Chapter 10: In this chapter, Milgram begins to analyze the findings of the first half of the book. He tries to look deeper at the causes of obedience. He defines the "agentic state" - the condition a person is in when he sees himself as an agent for carrying out another person's wishes. This state is the cornerstone of their analysis.
Chapter 11: Milgram ponders the forces that impact the subject prior to the experiment. He considers things such as the family structure and institutional setting. For forces during the experiment include the perception of legitimate authority, the appearance of the authority figure, the lack of any competing authorities and a visible link between the function of the authority and the commands given.
Chapter 12: Milgram looks at the sources of strain, things that buffer strain and how people address the issue of strain. He states that they typically address strain though avoidance, denial and subterfuges. People blow of steam from strain by verbally disagreeing with authority or physically reacting by trembling and sweating.
Chapter 13: He talks about an experiment done by Buss and Berkowitz in order to investigate aggression.
Chapter 14: Milgram looks at different assertions made against his findings. These included: people in the study are not typical, the subjects didn't believe they administered real shocks, the findings are not applicable outside of the laboratory setting.
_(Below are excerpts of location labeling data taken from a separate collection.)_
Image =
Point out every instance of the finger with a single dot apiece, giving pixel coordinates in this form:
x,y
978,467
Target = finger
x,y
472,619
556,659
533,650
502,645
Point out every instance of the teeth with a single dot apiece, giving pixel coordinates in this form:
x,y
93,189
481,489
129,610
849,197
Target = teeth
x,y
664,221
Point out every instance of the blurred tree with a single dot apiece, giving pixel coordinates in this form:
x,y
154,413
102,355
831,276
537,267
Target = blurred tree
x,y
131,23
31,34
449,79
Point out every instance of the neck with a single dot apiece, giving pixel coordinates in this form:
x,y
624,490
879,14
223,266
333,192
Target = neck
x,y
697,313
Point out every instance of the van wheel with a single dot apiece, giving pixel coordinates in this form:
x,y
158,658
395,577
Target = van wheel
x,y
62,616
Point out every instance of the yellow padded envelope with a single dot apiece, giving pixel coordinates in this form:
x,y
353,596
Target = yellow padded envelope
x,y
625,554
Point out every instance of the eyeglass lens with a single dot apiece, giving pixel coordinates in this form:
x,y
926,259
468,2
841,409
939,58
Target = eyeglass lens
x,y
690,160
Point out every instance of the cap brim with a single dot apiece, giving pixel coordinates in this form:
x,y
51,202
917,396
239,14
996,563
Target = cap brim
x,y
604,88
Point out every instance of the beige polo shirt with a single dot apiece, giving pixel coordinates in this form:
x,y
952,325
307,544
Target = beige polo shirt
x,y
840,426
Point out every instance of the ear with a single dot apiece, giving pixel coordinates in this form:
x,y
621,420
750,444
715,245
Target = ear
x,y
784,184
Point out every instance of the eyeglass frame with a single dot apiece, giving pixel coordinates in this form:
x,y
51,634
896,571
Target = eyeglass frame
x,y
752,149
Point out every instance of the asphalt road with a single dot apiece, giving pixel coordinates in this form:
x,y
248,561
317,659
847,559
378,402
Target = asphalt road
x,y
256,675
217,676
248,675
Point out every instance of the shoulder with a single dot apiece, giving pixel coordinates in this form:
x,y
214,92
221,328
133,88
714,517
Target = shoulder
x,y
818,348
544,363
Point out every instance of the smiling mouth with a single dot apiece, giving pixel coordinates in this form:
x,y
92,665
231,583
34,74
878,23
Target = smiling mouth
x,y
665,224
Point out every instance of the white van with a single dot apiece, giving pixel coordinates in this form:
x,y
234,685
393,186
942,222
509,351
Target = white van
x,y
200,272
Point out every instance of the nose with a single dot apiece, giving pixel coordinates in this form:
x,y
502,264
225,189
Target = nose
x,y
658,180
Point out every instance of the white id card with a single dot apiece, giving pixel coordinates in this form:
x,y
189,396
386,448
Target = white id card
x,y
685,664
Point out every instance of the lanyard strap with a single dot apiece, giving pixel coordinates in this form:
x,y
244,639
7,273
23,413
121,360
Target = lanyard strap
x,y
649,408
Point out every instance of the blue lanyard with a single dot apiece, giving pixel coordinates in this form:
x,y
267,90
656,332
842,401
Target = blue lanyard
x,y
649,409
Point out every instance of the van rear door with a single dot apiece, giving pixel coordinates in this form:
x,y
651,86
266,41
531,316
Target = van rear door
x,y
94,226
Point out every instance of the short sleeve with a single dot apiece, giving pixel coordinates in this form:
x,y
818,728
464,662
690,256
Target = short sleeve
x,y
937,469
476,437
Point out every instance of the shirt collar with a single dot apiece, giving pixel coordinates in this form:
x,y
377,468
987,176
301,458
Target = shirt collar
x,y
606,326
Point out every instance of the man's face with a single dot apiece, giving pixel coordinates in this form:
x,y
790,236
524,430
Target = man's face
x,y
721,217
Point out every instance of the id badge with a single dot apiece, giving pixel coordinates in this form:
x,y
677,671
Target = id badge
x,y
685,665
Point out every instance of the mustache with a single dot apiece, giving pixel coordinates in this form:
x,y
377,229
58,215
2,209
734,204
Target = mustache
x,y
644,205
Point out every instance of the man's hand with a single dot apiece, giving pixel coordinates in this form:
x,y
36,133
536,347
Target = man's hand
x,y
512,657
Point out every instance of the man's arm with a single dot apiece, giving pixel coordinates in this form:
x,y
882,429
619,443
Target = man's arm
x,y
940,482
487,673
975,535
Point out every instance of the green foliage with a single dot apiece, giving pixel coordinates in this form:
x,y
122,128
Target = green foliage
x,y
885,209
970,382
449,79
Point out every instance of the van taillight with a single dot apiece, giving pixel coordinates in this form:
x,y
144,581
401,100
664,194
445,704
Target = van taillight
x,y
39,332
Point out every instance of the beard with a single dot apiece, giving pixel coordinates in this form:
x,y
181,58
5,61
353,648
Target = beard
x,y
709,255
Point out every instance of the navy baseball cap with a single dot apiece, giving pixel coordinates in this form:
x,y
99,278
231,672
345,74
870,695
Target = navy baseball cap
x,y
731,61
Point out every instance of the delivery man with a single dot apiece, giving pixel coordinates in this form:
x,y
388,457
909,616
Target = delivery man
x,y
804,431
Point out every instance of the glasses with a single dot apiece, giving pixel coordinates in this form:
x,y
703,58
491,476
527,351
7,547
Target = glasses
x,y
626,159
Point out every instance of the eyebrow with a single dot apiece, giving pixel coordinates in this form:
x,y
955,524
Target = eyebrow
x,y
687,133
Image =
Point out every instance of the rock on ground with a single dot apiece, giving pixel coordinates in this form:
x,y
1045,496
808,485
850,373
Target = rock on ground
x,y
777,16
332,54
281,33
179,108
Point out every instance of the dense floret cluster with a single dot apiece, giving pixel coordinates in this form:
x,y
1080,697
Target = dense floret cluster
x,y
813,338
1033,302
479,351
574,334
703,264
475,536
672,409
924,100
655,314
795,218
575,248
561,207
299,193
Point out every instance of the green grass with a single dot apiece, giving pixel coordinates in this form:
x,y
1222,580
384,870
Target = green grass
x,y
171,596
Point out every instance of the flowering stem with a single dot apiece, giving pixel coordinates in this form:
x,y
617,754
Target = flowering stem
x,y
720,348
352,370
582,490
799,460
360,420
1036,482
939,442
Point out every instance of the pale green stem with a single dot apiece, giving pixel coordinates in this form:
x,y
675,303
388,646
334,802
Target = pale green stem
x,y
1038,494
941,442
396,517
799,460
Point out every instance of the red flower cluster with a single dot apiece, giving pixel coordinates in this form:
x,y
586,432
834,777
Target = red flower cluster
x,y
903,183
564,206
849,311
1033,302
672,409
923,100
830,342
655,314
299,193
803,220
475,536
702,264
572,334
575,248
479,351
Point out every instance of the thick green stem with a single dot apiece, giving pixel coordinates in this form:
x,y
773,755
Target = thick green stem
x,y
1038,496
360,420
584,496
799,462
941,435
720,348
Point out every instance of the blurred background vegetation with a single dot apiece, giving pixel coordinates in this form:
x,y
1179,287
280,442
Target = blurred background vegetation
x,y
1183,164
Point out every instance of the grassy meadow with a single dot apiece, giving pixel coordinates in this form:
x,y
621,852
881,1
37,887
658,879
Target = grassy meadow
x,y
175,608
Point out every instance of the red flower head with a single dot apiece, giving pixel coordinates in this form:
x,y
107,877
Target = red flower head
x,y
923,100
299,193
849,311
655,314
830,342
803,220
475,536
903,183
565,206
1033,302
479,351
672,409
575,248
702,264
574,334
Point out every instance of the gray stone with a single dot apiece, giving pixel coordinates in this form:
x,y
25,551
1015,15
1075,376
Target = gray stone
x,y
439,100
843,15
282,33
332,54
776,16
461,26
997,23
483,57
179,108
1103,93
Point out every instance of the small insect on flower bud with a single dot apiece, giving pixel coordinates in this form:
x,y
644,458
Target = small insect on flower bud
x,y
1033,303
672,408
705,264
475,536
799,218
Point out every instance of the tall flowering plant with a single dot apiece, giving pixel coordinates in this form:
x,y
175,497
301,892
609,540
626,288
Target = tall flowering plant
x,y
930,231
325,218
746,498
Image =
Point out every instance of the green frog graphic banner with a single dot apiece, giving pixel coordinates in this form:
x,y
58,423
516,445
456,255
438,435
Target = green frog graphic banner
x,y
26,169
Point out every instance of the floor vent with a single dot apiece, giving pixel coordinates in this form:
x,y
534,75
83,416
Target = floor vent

Chapter 15: Milgram relates his settings to the real world and how they are applicable. He considers the Vietnam War as an example. In a CBS interview with a soldier, he shows a correlation with his studies and obedience in the war.


Discussion
I enjoyed that Milgram included the section about dissenting opinions in his book. It is nice that he was able to make good points against the opposing side. I also found it interesting that his experiments were repeated in other countries.